I heard a TED talk from Dan Pallotta that made much the same point.  Before listening I would definitely have said low overhead, low salaries for employees/CEOs was the way to go with a charity - the only way to represent the values of your organization.  However, after listening to the TED talk I'm not so sure.  Certainly an area I would need to know much more about before forming a strong opinion.

On a similar vein I've listened to several TED talks and read some interesting articles about how the most effective 'charity' is in fact a for-profit model - the Gameen bank, micro-finance, and a number of other initiatives have made significant advances in the 3rd world building a business model where self-interest drives their altruistic goals.

TED talk here: Dan Pallotta: The way we think about charity is dead wrong | TED Talk | TED.com


----------



## policemedic (Jan 30, 2016)

Marauder06 said:


> I had this exact conversation with one of my classes on Friday.  WWP manages what... $250, $300 million, and several thousand employees?  Something that big, you're going to need to shell out some $$$ to get the management team you need to optimize that organization.  Otherwise, people with that much talent are going to go over to the private sector.  It would be great if people with that much talent would do jobs like that for free, but self-interest is a legitimate motivator, and altruism only takes us so far.  I love the Army and our nation, but I wouldn't still be in uniform if I wasn't getting paid pretty well to do what I do.

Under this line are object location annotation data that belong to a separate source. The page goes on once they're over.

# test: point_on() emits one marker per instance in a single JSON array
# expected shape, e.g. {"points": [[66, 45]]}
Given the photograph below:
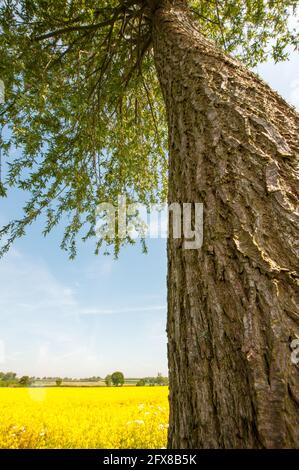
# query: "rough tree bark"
{"points": [[232, 308]]}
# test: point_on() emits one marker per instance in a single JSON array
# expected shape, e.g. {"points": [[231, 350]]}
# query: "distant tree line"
{"points": [[116, 379], [152, 381], [10, 379]]}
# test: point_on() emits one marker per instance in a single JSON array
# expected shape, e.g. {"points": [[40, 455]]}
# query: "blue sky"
{"points": [[93, 315]]}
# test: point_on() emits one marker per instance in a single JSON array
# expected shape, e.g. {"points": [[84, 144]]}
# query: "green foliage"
{"points": [[7, 379], [25, 381], [108, 380], [83, 103], [117, 379], [140, 383]]}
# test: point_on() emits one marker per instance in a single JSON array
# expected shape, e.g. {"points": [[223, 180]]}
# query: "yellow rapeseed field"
{"points": [[127, 417]]}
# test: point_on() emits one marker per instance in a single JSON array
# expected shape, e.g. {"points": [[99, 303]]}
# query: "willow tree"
{"points": [[95, 92]]}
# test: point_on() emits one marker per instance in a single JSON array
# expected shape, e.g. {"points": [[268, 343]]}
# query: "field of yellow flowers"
{"points": [[111, 418]]}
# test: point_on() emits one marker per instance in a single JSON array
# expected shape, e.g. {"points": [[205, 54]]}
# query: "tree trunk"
{"points": [[232, 308]]}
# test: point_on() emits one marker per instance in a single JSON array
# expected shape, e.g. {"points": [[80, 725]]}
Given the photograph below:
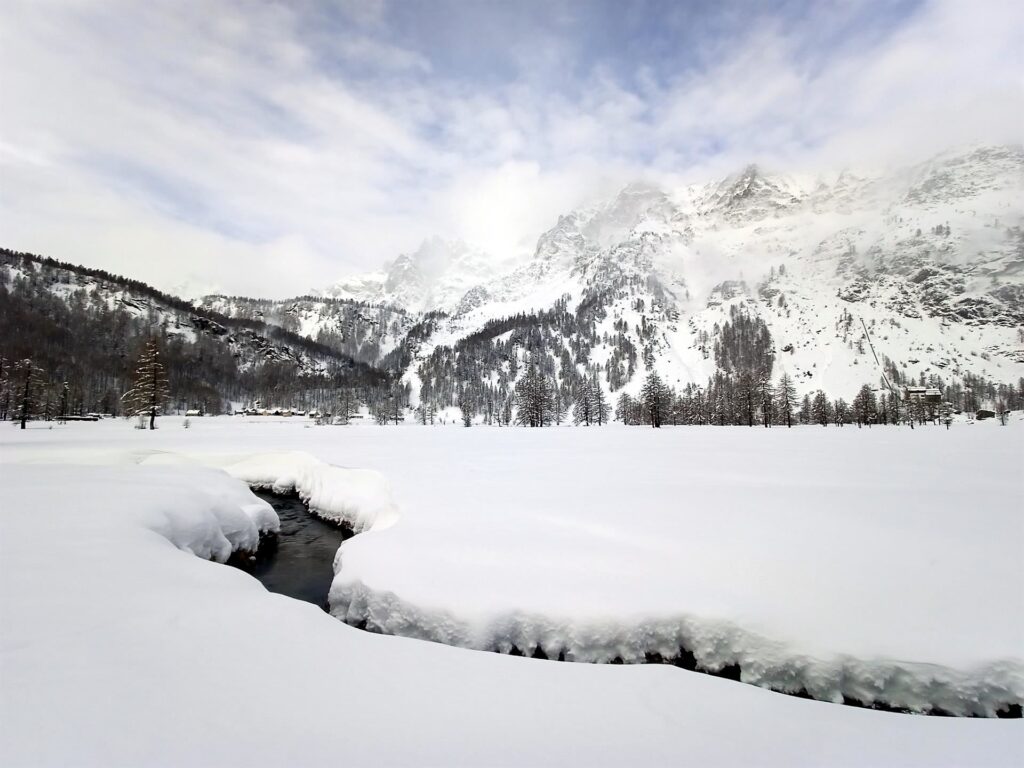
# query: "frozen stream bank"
{"points": [[298, 560]]}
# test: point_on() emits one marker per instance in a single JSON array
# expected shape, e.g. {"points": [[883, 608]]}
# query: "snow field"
{"points": [[881, 565], [119, 649]]}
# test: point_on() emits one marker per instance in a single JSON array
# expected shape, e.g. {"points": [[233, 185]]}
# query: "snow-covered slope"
{"points": [[926, 262], [435, 276]]}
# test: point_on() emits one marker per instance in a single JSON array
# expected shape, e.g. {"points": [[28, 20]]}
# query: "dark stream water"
{"points": [[299, 560]]}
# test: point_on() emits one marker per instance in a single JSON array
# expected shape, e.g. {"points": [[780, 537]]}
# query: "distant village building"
{"points": [[923, 394]]}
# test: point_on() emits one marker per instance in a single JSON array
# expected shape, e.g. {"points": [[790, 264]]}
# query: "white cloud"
{"points": [[231, 150]]}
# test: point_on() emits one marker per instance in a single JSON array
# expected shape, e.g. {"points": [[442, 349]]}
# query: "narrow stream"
{"points": [[299, 560]]}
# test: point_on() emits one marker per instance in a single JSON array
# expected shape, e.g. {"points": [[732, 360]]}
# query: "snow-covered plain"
{"points": [[828, 547]]}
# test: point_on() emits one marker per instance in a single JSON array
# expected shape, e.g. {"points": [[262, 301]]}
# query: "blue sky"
{"points": [[271, 147]]}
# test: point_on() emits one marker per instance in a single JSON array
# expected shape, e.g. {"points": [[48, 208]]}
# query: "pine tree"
{"points": [[820, 409], [767, 399], [150, 392], [654, 399], [62, 408], [600, 402], [466, 410], [584, 404], [28, 385], [785, 398], [535, 398]]}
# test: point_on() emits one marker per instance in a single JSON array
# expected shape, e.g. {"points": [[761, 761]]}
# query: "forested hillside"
{"points": [[85, 329]]}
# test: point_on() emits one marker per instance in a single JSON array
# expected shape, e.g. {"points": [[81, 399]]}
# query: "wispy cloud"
{"points": [[267, 148]]}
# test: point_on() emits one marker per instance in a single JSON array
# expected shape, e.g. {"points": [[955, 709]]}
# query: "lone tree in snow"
{"points": [[600, 402], [29, 391], [785, 398], [655, 398], [151, 389], [535, 398], [585, 404]]}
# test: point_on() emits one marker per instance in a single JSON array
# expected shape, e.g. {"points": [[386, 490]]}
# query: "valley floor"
{"points": [[876, 563]]}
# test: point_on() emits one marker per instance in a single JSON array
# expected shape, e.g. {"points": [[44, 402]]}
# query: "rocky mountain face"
{"points": [[913, 273]]}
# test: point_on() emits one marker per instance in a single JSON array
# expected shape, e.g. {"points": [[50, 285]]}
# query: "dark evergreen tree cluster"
{"points": [[83, 332]]}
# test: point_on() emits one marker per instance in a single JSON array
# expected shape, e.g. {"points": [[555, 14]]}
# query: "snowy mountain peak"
{"points": [[435, 275], [751, 195]]}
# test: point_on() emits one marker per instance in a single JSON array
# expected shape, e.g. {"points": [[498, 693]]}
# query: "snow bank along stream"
{"points": [[486, 584], [716, 644]]}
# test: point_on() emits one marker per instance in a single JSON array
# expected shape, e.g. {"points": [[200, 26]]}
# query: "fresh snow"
{"points": [[121, 648]]}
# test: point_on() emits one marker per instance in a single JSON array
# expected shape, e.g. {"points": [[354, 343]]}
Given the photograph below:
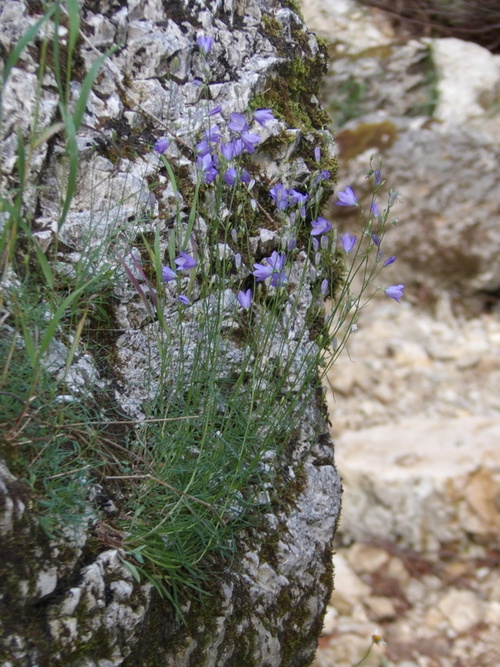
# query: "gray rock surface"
{"points": [[69, 600]]}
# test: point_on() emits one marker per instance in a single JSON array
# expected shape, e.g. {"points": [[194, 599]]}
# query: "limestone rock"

I don't disagree with that.  I think if you want to succeed, you need talented leadership and that usually doesn't come cheap.  You also have to pay your employees a competitive salary, or you won't have very good employees.  The talent will go where they feel they are appreciated.

My biggest issue is the spending on lavish retreats and such.  That seems wasteful.


----------



## AWP (Jan 31, 2016)

More from CBS:

Wounded Warrior Project on Charity Navigator's watch list



> In another response to the on-going CBS News investigation of Wounded Warrior Project, Charity Navigator, a national evaluator of charities, put the country's most prominent veterans charity on its watch list.



Even though it is on their watchlist, it ranks 3 out of 4 stars or whatever.

Charity Navigator - CN Watchlist

Charity Navigator Rating - Wounded Warrior Project

I find it interesting the HQ and the mailing address for donations aren't even in the same state.


----------



## Gunz (Feb 1, 2016)

Marauder06 said:


> I had this exact conversation with one of my classes on Friday.  WWP manages what... $250, $300 million, and several thousand employees?  Something that big, you're going to need to shell out some $$$ to get the management team you need to optimize that organization.  Otherwise, people with that much talent are going to go over to the private sector.  It would be great if people with that much talent would do jobs like that for free, but self-interest is a legitimate motivator, and altruism only takes us so far.  I love the Army and our nation, but I wouldn't still be in uniform if I wasn't getting paid pretty well to do what I do.




It's a valid argument, sir, the problem is, the public isn't going to buy it.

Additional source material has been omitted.